File size: 7,878 Bytes

96ea080

---
license: mit
---

# LEGION-8B-replicate

## Overview

Since the project [LEGION: Learning to Ground and Explain for Synthetic Image Detection](https://arxiv.org/abs/2503.15264) open-sourced its code repository but did not provide pre-trained weights, we replicated the model by referring to the open-source code and the paper, and are now releasing our replicated weights.

> [!NOTE]
> Due to potential discrepancies in the replication process, the released weights may achieve lower scores than officially reported results on certain benchmarks.

### Training Details

We conducted training on 4x A100 40G GPUs.

For the first training stage, the official configuration uses 8 GPUs with a global batch size of 16 (batch size per device = 2).

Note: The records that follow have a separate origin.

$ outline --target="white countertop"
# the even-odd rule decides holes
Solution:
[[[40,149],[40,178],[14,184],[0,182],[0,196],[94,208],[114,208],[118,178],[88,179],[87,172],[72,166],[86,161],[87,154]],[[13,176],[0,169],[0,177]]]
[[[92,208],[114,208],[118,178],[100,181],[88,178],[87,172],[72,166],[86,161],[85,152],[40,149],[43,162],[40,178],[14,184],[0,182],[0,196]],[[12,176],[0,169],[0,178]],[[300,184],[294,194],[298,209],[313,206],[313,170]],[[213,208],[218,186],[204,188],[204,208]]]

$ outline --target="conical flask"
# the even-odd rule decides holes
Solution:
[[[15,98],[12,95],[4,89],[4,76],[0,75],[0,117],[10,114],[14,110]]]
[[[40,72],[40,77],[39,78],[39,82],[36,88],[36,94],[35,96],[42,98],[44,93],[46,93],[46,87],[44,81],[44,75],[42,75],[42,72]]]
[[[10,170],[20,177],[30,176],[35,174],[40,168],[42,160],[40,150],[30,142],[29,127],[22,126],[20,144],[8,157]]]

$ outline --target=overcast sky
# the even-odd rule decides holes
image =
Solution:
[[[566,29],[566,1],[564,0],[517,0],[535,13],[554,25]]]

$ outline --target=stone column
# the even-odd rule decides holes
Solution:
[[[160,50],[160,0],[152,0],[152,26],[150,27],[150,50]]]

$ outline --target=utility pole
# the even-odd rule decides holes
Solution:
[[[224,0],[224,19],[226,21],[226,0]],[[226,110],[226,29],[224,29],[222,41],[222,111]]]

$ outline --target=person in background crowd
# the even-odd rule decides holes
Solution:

To maintain the same global batch size, we used 4 GPUs with a per-device batch size of 4.

For the second training stage, the official configuration uses 8 GPUs with a global batch size of 512 (batch size per device = 64). We used 4 GPUs with a per-device batch size of 8 and a gradient accumulation step of 16. This results in an effective per-device batch size of 128, maintaining an equivalent global batch size of 512.

### Inference Usage

A simple inference script is provided at [infer.py](./infer.py).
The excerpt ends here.